Informasi ini Joni dapatkan dari Tyas yang mengaku sering berkunjung ke apartemen tersebut sekadar untuk bermain atau belajar bareng bersama Rajendra.
Jarak apartemen dengan rumah Joni terbilang tidak jauh hanya membutuhkan kurang lebih 35 menit. Tapi karena jalanan yang macet, mereka tiba disana pada pukul 9.50 tepat saat orang-orang yang tinggal di apartemen tersebut pergi beraktivitas jadilah suasana di sekitarnya sangat sepi senyap.
Kesan pertama yang Joni lihat dari tempat ini adalah sebuah apartemen sederhana dan agak kumuh. Ada bagian dari hatinya yang tersentil saat mendapati fakta bahwa Rajendra pernah tinggal seorang diri di tempat seperti ini. Lagi-lagi Joni merasa gagal dalam bertanggungjawab atas hidup Rajendra pada mendiang sahabatnya, Jamal.
“Om!”
Joni tersadar dari lamunannya ketika Tyas menepuk lengannya.
“Ayo! Ngapain malah ngelamun disini.”
Joni menghela napas panjang bersamaan dengan kedua kakinya yang mengambil jangkah panjang mengikuti langkah kaki Tyas.
Tyas bener-bener bisa membuat Joni istighfar.
Di samping kanan dan kiri Joni adalah Haikal serta Raihan yang ikut masuk ke dalam bangunan apartemen tersebut. Tyas berada didepan sebagai pemandu jalan yang akan membawa mereka ke nomor kamar milik Rajendra.
Tyas membawa mereka menaiki lift menuju lantai 5 dan begitu pintu lift terbuka, langkahnya masih berlanjut hingga berhenti pada kamar nomor 127 yang terletak di paling ujung lorong.

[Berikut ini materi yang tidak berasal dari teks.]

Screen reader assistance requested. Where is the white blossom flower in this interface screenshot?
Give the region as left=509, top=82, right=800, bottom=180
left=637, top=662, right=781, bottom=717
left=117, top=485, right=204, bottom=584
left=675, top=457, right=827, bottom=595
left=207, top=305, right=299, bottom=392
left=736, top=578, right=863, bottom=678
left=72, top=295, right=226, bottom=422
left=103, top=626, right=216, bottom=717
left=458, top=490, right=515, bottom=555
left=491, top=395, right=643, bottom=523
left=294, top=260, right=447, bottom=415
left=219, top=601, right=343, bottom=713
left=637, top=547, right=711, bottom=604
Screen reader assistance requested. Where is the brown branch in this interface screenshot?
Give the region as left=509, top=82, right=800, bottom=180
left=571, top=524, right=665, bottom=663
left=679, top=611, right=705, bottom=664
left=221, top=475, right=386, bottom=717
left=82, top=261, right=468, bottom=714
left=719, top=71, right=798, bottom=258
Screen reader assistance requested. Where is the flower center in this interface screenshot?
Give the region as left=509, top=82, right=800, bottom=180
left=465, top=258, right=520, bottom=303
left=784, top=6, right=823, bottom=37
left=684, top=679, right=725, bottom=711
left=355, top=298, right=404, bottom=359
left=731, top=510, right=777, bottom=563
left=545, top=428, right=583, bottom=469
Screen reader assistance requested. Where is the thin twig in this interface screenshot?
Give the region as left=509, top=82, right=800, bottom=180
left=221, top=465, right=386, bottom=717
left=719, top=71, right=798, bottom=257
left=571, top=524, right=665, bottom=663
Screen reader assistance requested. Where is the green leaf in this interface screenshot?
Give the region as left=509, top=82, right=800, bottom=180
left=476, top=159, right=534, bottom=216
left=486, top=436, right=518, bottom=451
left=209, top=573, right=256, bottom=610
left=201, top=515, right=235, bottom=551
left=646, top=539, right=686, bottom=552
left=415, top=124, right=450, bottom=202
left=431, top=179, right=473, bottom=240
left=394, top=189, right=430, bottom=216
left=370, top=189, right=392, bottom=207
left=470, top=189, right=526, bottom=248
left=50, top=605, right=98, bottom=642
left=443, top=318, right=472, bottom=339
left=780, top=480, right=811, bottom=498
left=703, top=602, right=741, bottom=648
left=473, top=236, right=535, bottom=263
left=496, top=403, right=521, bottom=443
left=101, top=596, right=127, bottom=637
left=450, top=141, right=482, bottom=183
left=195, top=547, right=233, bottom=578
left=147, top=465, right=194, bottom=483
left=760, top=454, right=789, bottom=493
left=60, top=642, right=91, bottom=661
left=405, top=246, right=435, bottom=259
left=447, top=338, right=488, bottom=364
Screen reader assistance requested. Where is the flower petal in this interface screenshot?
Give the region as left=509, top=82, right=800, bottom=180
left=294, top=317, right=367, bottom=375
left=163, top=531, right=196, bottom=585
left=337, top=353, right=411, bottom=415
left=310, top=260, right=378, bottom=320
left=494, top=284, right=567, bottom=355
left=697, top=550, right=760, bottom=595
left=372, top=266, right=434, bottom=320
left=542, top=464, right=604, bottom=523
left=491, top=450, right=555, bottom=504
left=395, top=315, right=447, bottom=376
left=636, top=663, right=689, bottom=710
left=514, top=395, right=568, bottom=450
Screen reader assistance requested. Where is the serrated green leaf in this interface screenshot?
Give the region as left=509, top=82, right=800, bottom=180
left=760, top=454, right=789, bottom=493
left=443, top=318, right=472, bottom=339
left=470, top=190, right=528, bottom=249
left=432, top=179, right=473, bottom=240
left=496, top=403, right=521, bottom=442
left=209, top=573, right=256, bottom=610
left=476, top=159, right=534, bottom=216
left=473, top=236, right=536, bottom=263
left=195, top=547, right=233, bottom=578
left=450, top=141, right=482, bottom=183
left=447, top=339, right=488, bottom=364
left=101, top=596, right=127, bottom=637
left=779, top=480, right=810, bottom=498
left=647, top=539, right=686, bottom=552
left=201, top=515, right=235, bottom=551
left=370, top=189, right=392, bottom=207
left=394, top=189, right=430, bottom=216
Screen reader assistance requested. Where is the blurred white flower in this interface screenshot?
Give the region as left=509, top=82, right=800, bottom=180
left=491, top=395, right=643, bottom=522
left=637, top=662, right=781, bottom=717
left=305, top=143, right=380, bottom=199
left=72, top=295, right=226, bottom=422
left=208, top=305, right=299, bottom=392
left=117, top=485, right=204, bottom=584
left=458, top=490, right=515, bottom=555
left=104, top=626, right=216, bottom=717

Tyas sempat termenung selama beberapa saat sembari menatap kenop pintu usang dan agak berkarat di depannya. Pintu-pintu di apartemen ini masih menggunakan kunci manual dan Tyas memiliki kunci cadangannya karena dia memang sesering itu datang.
“Kamu sampai punya kunci cadangannya?” Joni bertanya dengan nada tidak percaya.

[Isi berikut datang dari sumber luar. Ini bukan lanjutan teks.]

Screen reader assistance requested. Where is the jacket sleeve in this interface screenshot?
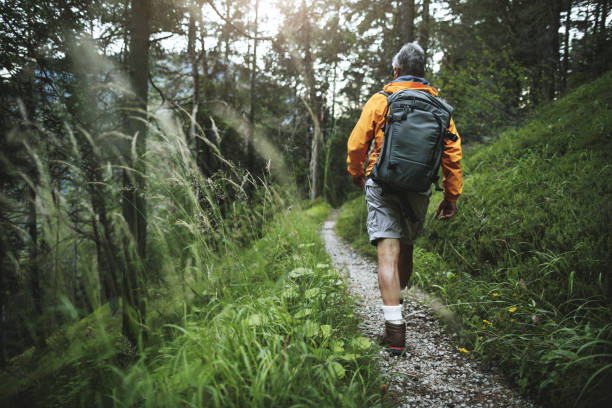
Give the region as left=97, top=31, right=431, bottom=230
left=441, top=117, right=463, bottom=202
left=346, top=94, right=384, bottom=178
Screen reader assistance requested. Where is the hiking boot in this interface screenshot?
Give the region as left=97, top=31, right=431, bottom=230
left=381, top=321, right=406, bottom=356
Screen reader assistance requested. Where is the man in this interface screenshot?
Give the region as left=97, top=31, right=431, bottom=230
left=346, top=42, right=462, bottom=355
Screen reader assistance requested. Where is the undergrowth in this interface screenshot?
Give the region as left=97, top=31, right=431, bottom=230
left=1, top=202, right=384, bottom=407
left=336, top=72, right=612, bottom=408
left=335, top=192, right=376, bottom=260
left=0, top=99, right=384, bottom=407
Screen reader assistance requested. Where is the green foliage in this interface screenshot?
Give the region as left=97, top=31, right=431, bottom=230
left=114, top=203, right=381, bottom=407
left=1, top=203, right=383, bottom=407
left=419, top=72, right=612, bottom=407
left=435, top=46, right=528, bottom=142
left=335, top=192, right=376, bottom=260
left=336, top=72, right=612, bottom=407
left=423, top=71, right=612, bottom=302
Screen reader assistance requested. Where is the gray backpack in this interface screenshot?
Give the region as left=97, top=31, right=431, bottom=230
left=370, top=89, right=457, bottom=193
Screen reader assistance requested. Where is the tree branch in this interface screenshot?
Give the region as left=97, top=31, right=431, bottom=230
left=204, top=0, right=274, bottom=41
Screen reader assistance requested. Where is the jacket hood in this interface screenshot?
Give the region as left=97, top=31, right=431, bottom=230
left=382, top=81, right=439, bottom=97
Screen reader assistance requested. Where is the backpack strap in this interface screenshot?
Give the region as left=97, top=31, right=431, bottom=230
left=364, top=91, right=392, bottom=178
left=378, top=90, right=391, bottom=132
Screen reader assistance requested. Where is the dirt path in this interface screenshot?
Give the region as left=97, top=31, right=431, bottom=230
left=321, top=210, right=538, bottom=408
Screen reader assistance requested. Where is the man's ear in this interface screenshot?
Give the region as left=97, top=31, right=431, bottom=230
left=393, top=66, right=400, bottom=80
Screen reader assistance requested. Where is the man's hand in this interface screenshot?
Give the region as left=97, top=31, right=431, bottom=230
left=436, top=199, right=457, bottom=220
left=352, top=174, right=365, bottom=188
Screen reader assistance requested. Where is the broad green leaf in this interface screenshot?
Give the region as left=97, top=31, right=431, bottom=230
left=289, top=267, right=312, bottom=278
left=329, top=361, right=345, bottom=379
left=282, top=287, right=298, bottom=299
left=304, top=320, right=319, bottom=337
left=305, top=288, right=320, bottom=299
left=351, top=337, right=371, bottom=350
left=295, top=308, right=312, bottom=319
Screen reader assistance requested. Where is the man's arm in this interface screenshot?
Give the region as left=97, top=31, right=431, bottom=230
left=347, top=94, right=386, bottom=186
left=437, top=117, right=463, bottom=219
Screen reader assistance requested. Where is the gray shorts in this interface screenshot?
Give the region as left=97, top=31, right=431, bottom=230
left=364, top=178, right=431, bottom=246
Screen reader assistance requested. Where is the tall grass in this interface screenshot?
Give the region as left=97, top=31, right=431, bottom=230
left=1, top=105, right=384, bottom=406
left=104, top=203, right=382, bottom=407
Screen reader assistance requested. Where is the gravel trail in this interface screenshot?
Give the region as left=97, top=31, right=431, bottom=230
left=321, top=210, right=538, bottom=408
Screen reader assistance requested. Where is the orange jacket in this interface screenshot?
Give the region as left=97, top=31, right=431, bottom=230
left=346, top=80, right=463, bottom=202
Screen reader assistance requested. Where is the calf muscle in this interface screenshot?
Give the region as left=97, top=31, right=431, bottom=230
left=378, top=239, right=414, bottom=305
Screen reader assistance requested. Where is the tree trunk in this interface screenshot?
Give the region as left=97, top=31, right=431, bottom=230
left=323, top=61, right=338, bottom=201
left=188, top=1, right=200, bottom=149
left=544, top=1, right=562, bottom=101
left=399, top=0, right=415, bottom=44
left=301, top=1, right=322, bottom=200
left=599, top=0, right=608, bottom=38
left=200, top=14, right=209, bottom=82
left=122, top=0, right=151, bottom=347
left=302, top=95, right=322, bottom=201
left=596, top=0, right=609, bottom=73
left=562, top=0, right=572, bottom=92
left=537, top=1, right=562, bottom=102
left=247, top=0, right=259, bottom=174
left=223, top=0, right=232, bottom=99
left=0, top=302, right=6, bottom=366
left=89, top=195, right=120, bottom=314
left=420, top=0, right=430, bottom=59
left=27, top=186, right=41, bottom=317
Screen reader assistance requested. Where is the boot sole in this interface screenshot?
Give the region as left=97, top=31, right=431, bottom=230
left=386, top=346, right=405, bottom=356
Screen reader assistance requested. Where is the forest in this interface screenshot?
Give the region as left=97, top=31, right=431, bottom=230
left=1, top=0, right=611, bottom=407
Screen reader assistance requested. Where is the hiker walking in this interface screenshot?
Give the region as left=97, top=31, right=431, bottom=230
left=346, top=42, right=463, bottom=355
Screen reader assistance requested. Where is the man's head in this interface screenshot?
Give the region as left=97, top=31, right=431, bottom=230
left=392, top=42, right=425, bottom=79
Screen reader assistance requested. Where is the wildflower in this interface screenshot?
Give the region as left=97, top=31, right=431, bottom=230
left=458, top=347, right=469, bottom=354
left=508, top=306, right=517, bottom=313
left=492, top=292, right=499, bottom=297
left=483, top=319, right=492, bottom=325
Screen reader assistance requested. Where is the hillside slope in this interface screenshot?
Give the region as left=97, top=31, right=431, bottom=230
left=424, top=70, right=612, bottom=302
left=420, top=70, right=612, bottom=408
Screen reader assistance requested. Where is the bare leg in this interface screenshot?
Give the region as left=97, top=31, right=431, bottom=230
left=377, top=238, right=401, bottom=306
left=398, top=243, right=414, bottom=290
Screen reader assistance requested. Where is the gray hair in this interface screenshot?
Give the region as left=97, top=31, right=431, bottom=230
left=392, top=42, right=425, bottom=77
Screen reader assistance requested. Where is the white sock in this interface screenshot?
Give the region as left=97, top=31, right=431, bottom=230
left=382, top=305, right=403, bottom=323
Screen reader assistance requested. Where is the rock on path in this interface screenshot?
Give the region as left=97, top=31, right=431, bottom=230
left=321, top=210, right=538, bottom=408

“Iya. Tapi Om Joni nggak perlu mikir yang aneh-aneh. Kita nggak pernah melebihi batas walau sering berduaan doang di apartemen,” balas Tyas seakan mengerti kemana arah pembicaraan Joni dan kekhawatiran laki-laki itu pada dugaannya sendiri.
Mungkin untuk sekarang Tyas belum tahu hubungan Joni dengan Rajendra. Terlebih Tyas juga belum paham sepenuhnya dengan situasi yang belakangan ini terjadi. Tetapi apapun itu Tyas merasa sangat yakin kalau Rajendra adalah orang yang berharga dalam hidup Joni. Jadi Tyas tidak ingin membuat Joni memandang buruk Rajendra.
“Setannya insecure duluan mau godain lo,” balas Raihan dengan entengnya.
Tyas membalas sinis ucapan Raihan melalui tatapannya.
Dibukanya pintu apartemen tersebut. Sambutan pertama yang mereka terima adalah hamburan debu yang menerpa wajah membuat mereka terbatuk-batuk. Tyas tidak tahu pasti sejak kapan kamar apartemen ini ditinggalkan oleh Rajendra. Yang jelas terakhir kali Tyas datang ke tempat ini adalah dua minggu sebelum masalah ini terjadi.
KAMU SEDANG MEMBACA
Police And Agent |Jhonny Suh
FanfictionKehilangan sahabat baiknya membuat Joni menaruh dendam kesumat terhadap Badrun, bandar narkoba yang selama bertahun-tahun dia incar. Namun siapa sangka jika agent rahasia yang Joni miliki adalah bocah bau kencur kemarin sore. Lantas dapatkah Joni...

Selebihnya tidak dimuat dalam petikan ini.